Oops! Study Accidentally Finds that Dieting Does Nothing For Your Heart

The National Institutes of Health cancels a study on the benefits of dieting on cardiac patients due to a spectacular failure: Diets don't work

The National Institutes of Health’s (NIH) “Look AHEAD” trials -- whose major donors included Slimfast, Optifast, and Roche Pharmaceuticals (manufacturers of diet pills Xenical and Alli) -- was touted as the largest lifestyle-intervention study of people living with Type 2 Diabetes. It compared a control group with one that was subjected to strict calorie-restriction, frequent group sessions, physical activity and standard diabetes weight management counseling. The hypothesis was that the group with the intense “lifestyle changes: would have a reduction in negative cardiovascular outcomes. It was cancelled for “futility” because there were no significant differences in cardiovascular outcomes between groups.

Diets don’t work!? That is a huge conclusion that should have been all over the news when this study was cancelled. Were people too scared or making too much money off the diet world to say anything? It took three diet researchers a month to finally make the case in a Huffington Post op-ed.

According to the authors, one of the problems was that they used weight loss as a variable. The participants in the study maintained a 5 percent weight loss for 4 years. This was touted as proof that weight loss interventions were successful since, per the NIH, 5 percent is “an amount of weight loss that experts recommend to improve health.” But that recommendation rests on shaky, shaky ground.

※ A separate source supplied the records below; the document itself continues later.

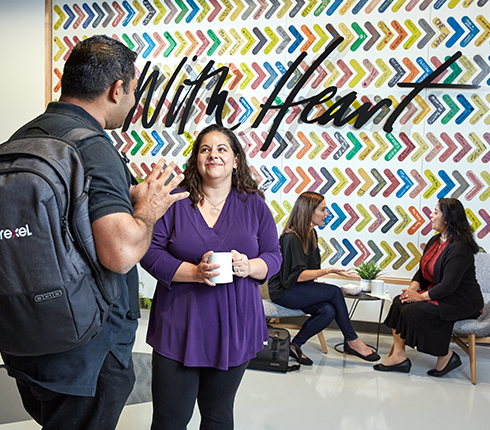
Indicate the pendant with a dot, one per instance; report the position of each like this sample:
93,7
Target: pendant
214,212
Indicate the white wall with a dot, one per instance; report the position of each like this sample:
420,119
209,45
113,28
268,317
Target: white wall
22,71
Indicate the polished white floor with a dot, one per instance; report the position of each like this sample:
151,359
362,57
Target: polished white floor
344,393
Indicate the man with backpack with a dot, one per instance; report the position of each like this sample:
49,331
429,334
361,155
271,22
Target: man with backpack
86,387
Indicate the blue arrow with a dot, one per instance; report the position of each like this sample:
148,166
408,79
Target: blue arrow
100,15
439,4
352,252
282,145
248,110
340,251
151,45
90,13
273,76
341,216
393,219
269,178
298,39
408,183
159,145
468,108
449,184
131,13
334,7
282,180
458,32
330,181
71,16
195,10
474,30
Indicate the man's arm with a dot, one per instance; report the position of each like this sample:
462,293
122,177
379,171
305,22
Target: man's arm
121,239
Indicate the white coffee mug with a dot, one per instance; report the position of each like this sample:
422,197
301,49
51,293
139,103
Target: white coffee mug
378,288
225,261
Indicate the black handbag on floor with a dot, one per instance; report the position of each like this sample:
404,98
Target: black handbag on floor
275,355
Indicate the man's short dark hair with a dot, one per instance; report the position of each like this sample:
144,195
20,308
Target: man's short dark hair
94,65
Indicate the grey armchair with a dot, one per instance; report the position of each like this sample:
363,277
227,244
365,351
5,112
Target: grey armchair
467,333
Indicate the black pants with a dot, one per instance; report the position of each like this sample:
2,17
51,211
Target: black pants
176,387
55,411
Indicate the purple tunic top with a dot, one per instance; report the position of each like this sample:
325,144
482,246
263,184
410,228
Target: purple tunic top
196,324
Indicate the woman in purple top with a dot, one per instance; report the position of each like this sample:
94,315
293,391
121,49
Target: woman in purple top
203,334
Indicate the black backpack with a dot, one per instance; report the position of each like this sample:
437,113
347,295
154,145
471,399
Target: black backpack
54,294
275,355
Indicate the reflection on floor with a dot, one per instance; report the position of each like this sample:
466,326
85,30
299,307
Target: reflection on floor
344,393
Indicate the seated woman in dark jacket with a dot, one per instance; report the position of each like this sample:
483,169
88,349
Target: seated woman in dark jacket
295,285
443,291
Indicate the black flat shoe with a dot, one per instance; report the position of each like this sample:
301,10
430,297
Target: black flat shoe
371,357
453,362
298,356
404,367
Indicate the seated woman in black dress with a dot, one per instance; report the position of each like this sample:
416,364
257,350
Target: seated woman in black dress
443,291
294,287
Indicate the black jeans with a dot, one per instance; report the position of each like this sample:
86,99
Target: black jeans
176,387
324,302
55,411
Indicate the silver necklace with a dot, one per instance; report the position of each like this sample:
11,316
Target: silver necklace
215,210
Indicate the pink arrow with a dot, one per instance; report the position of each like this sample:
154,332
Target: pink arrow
316,177
293,180
355,181
478,185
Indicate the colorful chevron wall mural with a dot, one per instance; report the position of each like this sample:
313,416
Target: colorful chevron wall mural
380,186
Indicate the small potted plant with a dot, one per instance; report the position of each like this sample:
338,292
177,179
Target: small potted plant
367,271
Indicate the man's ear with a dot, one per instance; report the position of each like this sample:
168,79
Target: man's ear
116,90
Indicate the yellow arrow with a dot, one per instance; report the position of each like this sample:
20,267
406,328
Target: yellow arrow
61,15
482,109
415,34
141,12
425,109
205,10
319,145
480,148
239,41
405,220
423,146
360,73
238,11
435,184
391,255
474,221
486,31
250,75
273,42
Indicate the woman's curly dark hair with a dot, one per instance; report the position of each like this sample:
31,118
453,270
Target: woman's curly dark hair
242,178
456,222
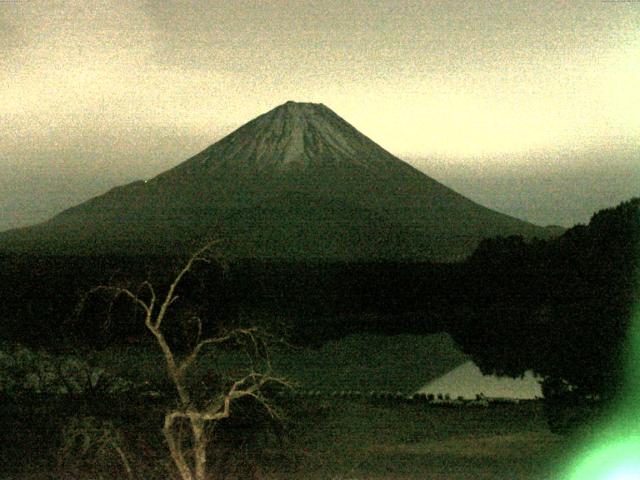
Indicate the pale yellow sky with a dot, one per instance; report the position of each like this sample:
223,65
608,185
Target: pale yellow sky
125,86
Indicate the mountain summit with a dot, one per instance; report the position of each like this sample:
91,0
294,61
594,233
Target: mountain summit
296,183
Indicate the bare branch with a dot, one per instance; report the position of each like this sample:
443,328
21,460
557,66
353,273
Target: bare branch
170,297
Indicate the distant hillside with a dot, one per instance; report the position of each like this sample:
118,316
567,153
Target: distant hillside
295,183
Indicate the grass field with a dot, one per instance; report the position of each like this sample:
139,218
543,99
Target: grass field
326,438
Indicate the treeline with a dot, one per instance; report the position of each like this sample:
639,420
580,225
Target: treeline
314,302
561,307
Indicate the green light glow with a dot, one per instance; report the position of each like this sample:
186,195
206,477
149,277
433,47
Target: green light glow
616,454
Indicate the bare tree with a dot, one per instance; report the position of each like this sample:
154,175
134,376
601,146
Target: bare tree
190,409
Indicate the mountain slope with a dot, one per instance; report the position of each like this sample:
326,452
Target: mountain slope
297,182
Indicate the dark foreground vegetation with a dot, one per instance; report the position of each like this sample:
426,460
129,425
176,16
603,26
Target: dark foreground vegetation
560,307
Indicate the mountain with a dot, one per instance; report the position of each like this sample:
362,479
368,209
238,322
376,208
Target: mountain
297,182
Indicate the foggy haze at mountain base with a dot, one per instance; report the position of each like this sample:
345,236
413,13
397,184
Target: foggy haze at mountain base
558,188
297,182
527,107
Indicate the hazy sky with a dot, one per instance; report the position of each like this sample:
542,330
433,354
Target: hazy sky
482,95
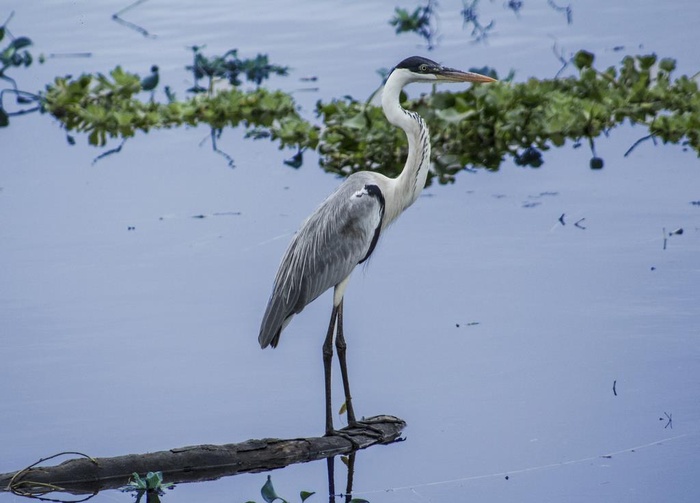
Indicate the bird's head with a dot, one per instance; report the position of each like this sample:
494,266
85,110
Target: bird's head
419,69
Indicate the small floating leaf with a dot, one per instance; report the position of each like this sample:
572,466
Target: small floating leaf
304,495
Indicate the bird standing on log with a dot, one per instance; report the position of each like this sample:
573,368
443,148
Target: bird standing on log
344,230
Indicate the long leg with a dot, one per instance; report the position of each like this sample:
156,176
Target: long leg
341,346
327,359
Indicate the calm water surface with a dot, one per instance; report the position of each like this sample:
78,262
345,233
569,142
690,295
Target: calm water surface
493,330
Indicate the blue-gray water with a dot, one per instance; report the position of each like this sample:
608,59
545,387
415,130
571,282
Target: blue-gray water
116,341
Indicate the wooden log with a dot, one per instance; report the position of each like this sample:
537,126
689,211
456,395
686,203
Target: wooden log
199,462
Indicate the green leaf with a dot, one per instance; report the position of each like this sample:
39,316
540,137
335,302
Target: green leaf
667,64
304,495
583,59
453,116
268,492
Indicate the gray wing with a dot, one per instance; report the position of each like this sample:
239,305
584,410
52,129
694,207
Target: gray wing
340,234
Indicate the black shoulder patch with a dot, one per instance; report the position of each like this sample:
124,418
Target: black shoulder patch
374,191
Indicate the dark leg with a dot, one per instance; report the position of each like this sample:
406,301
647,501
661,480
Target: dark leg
331,479
351,473
341,346
327,359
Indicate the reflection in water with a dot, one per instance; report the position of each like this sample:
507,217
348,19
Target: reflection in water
350,463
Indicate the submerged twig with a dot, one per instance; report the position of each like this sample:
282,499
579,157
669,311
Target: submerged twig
116,17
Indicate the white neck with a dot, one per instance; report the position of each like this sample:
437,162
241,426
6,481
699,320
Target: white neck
408,185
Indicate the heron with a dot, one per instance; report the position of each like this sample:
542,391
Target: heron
344,230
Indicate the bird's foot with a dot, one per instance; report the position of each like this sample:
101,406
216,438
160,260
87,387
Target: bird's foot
367,427
345,435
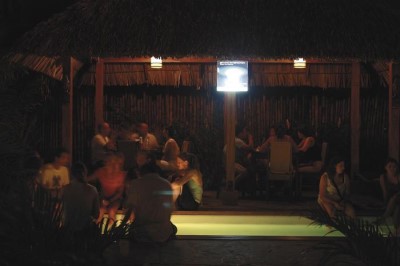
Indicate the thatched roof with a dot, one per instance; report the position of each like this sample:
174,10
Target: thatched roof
267,29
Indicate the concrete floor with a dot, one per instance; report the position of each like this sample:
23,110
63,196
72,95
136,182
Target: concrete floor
263,251
217,252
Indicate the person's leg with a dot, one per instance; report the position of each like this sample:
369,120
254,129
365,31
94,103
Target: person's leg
396,220
112,211
101,213
349,210
328,208
176,191
186,200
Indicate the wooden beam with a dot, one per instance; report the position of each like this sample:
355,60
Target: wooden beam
99,95
394,119
110,60
67,108
230,121
355,117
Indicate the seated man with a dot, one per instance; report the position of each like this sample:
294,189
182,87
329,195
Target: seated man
112,185
81,200
150,199
147,140
55,175
101,145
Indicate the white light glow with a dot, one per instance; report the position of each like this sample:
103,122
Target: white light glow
299,63
155,62
232,76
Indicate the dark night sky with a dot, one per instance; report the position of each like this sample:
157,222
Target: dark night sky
19,16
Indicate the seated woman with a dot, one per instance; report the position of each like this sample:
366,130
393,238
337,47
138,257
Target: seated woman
188,184
390,185
334,189
112,183
308,151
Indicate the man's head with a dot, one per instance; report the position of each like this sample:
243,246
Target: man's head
241,131
143,128
79,172
146,163
104,129
61,157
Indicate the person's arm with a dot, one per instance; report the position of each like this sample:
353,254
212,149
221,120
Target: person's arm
347,193
96,205
294,146
383,188
250,140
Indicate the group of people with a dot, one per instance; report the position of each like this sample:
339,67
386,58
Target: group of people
251,162
334,191
150,190
334,185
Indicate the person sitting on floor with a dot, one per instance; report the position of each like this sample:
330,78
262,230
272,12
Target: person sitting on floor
148,141
245,168
390,185
170,151
81,200
151,203
334,189
55,175
308,150
188,184
112,185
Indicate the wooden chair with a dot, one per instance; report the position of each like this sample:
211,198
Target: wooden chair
280,165
312,171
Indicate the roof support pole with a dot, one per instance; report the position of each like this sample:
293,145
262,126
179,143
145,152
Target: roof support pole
394,118
355,117
230,120
67,107
99,94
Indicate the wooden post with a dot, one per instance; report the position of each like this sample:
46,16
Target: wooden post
230,121
355,117
99,95
393,118
67,108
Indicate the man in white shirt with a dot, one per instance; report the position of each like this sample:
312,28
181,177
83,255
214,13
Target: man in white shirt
101,144
55,175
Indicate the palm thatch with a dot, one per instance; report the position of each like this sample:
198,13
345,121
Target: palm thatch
268,29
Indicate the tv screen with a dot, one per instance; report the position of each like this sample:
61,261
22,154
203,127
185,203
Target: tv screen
232,76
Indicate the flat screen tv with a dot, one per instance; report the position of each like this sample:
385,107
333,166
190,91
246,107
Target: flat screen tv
232,76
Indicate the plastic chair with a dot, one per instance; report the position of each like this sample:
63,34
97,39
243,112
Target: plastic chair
280,164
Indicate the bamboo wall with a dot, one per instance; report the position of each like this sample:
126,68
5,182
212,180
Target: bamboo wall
261,108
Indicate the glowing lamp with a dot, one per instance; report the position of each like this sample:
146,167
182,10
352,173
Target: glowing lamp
299,63
232,76
155,62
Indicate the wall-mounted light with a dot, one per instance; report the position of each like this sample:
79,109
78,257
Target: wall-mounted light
155,62
299,63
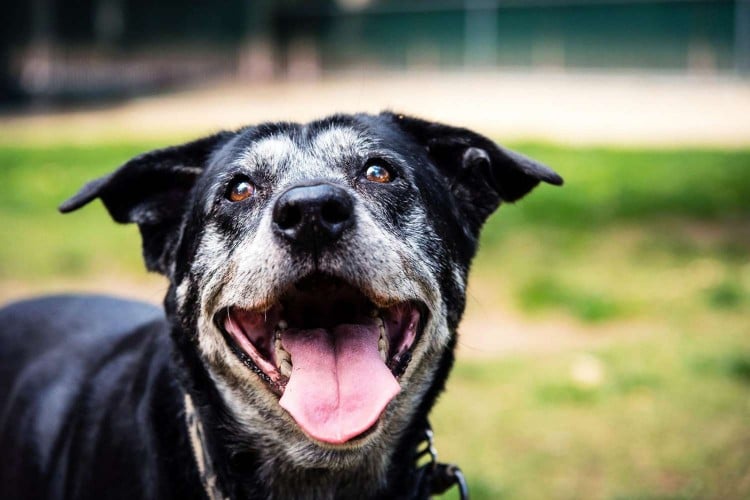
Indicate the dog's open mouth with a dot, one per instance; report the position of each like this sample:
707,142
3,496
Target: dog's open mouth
330,353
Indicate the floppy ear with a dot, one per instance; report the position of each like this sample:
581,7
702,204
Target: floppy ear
481,173
152,190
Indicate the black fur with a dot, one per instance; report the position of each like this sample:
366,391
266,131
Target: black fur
91,388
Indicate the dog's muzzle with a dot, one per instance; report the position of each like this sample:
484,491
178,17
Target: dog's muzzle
310,217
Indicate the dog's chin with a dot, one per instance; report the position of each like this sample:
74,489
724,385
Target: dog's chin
331,354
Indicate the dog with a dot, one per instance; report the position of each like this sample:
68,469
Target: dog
317,275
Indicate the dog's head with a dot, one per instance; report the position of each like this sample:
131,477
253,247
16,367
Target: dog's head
319,270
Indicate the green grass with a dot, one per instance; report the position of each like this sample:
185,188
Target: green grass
659,239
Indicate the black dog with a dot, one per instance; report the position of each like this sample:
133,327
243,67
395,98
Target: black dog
317,276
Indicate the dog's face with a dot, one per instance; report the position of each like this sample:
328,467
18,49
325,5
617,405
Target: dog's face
319,270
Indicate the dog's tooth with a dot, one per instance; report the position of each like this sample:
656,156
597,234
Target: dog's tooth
383,344
285,367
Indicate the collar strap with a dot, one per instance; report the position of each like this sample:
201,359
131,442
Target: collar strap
434,478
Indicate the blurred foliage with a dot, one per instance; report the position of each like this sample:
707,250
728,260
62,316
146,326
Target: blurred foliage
656,238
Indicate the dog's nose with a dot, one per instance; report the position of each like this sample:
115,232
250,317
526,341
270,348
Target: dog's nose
312,216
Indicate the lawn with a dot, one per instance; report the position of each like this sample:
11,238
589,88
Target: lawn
646,249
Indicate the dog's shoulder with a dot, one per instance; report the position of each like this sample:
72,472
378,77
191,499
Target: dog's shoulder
80,373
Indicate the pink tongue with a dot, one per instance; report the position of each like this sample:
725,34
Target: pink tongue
339,385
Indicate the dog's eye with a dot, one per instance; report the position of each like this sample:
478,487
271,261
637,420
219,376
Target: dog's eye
241,189
378,173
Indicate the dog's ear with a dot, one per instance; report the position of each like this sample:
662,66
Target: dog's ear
152,190
481,173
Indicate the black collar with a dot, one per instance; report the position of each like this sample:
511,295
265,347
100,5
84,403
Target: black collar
433,478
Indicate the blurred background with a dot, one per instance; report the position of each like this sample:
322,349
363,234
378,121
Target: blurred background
605,353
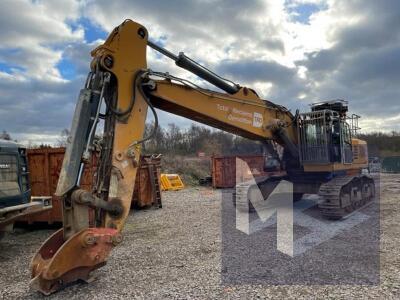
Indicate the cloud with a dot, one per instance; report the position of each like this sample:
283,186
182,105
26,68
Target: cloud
362,65
293,52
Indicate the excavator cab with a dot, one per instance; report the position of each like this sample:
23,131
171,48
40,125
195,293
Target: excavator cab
324,134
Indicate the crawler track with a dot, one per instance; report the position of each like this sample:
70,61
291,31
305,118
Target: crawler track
343,195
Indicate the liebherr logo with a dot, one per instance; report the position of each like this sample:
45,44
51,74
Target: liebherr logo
279,209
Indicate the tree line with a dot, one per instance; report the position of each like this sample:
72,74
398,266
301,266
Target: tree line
190,141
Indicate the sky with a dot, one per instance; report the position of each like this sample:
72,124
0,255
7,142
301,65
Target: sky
292,52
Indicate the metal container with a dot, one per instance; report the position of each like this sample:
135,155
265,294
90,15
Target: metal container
44,166
223,169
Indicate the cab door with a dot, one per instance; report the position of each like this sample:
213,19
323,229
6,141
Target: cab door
345,140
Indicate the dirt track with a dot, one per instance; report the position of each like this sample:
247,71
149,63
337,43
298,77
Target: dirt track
175,252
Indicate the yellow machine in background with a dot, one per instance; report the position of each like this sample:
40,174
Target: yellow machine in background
320,154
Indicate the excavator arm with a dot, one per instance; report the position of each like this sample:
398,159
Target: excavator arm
119,91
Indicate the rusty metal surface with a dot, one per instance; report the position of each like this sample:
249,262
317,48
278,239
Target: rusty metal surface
223,169
59,263
44,167
145,192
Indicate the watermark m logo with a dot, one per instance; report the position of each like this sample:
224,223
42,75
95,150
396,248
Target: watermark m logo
279,209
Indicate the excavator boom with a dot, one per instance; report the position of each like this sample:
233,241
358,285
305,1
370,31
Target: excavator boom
120,81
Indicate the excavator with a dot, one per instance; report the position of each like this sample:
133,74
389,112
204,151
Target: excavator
320,153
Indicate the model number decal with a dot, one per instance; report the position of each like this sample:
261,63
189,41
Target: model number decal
255,119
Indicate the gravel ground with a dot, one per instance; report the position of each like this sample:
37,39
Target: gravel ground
175,252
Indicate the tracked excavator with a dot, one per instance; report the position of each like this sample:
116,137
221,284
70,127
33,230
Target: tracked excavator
320,153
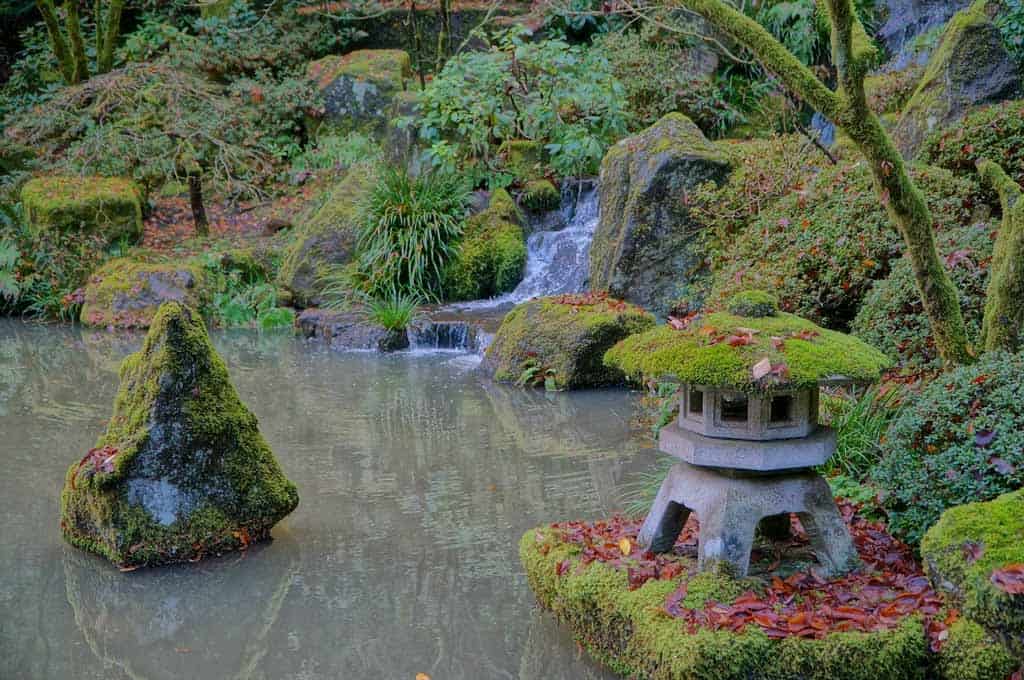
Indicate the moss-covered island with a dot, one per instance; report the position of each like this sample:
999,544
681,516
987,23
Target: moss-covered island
182,470
754,352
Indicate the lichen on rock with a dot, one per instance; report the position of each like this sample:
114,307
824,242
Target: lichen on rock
111,207
647,244
563,338
182,470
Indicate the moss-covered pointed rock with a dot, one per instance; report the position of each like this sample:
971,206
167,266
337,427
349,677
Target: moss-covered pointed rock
558,342
182,470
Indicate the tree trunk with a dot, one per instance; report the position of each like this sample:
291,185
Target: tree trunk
196,199
1000,328
852,54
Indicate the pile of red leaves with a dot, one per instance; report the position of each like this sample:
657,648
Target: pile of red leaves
578,300
889,588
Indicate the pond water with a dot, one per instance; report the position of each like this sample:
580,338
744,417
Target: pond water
416,477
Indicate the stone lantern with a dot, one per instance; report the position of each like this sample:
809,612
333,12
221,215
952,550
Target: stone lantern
748,437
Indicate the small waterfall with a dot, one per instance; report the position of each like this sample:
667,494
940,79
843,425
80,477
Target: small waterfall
557,250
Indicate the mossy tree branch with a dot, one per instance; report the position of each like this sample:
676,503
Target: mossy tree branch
852,55
1000,328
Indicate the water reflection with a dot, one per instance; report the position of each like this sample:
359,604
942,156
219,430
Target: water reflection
416,480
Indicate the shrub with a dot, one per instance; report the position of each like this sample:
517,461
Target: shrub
409,229
828,240
563,96
960,440
892,317
995,133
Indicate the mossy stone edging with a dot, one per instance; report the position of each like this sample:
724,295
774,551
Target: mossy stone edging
111,207
962,551
182,470
630,632
563,338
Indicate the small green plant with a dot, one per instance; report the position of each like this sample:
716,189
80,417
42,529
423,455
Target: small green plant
394,311
860,423
410,227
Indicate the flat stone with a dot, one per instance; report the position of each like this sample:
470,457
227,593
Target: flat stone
753,456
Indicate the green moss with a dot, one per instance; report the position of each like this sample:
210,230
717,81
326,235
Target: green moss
996,527
970,653
629,631
563,340
109,206
177,424
127,292
701,354
757,304
492,254
327,240
541,195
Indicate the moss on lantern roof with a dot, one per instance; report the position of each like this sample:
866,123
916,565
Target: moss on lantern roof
747,353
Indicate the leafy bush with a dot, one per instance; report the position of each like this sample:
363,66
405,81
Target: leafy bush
960,440
829,239
409,229
995,133
563,96
892,317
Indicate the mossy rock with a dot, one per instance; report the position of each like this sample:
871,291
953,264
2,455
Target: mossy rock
970,68
648,245
724,350
525,160
562,340
541,195
327,240
359,89
962,551
127,292
182,470
492,254
109,206
630,632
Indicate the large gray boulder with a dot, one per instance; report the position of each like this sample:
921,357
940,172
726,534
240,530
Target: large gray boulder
646,241
970,68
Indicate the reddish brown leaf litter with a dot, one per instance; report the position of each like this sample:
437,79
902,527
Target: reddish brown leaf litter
890,587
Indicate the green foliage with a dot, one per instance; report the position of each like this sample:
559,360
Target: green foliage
409,229
394,310
961,439
829,236
563,96
893,319
337,153
994,133
860,422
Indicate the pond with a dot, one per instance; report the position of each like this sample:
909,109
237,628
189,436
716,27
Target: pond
417,479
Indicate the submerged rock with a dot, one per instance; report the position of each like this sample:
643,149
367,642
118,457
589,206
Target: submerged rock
970,68
127,293
646,242
359,88
560,341
182,470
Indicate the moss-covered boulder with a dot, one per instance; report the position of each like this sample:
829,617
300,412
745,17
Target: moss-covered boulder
755,352
326,240
109,206
127,292
560,341
359,89
964,553
492,254
182,470
629,630
970,68
647,244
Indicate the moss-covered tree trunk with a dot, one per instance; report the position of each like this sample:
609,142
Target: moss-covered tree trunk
1000,327
853,53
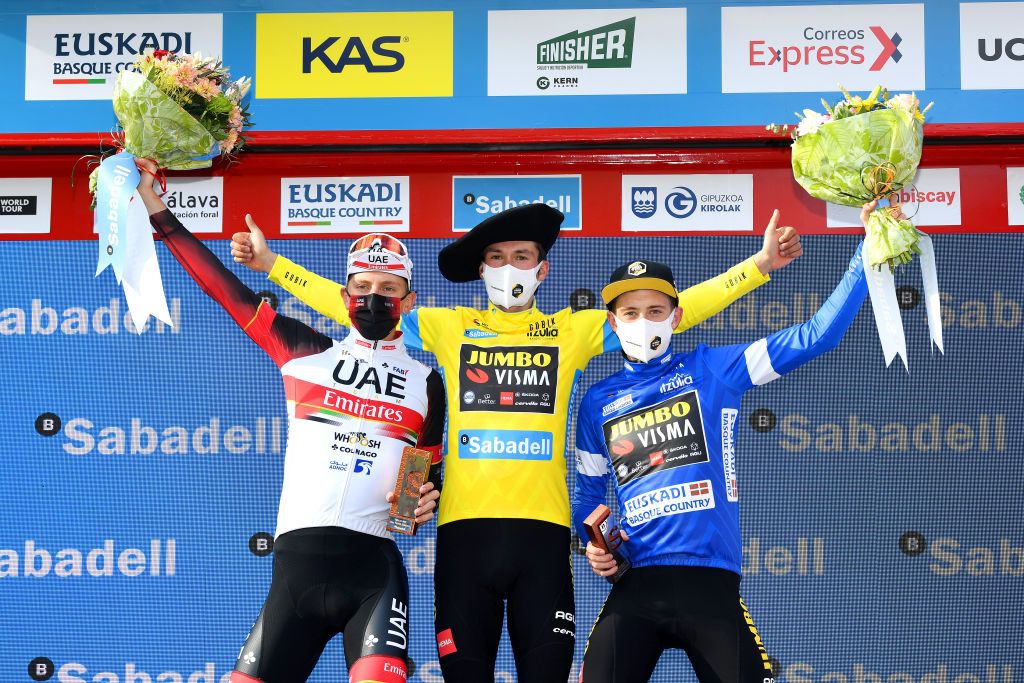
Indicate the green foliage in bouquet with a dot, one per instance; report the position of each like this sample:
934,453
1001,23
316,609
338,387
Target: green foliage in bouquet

The authors point out that, the “standard is not only remarkably lax but has no medical rationale.” The originals standards were based on the Metropolitan Insurance Tables and were medically arbitrary but aggressive. When they found dieters rarely reached those goals, and they didn’t have any more effective weight loss interventions to try, they simply changed the standard and recommended the same interventions. They just kept changing it until the goal seemed doable -- “despite having no scientifically-supported medical reason for doing so.” Last time I checked, moving the goal post and declaring victory was not a legitimate health strategy.

There was also the problem that it is incredibly rare to maintain any weight loss for 4 years. The authors "analyzed the 20 most rigorous tests of low-calorie, low-fat, or low-carbohydrate diets" and found that the average weight loss maintained by dieters for at least two years didn't even reach two pounds. The study's variable of maintaining weight loss for four years was not realistic at best. 

So before you make that New Year’s Resolution to lose weight consider this: Trying to lose weight means that you are doing something that nobody has proven is possible for a reason that nobody has proven is valid. When we follow the evidence (Wei et. al; Matheson et. al; the Cooper Institute Longitudinal Studies etc.) we find that people who engage in healthy habits almost never lose a significant amount of weight, but almost always have better health outcomes (regardless of weight). Choose the healthy lifestyle and not just the arbitrary number. We’ll all be better for it!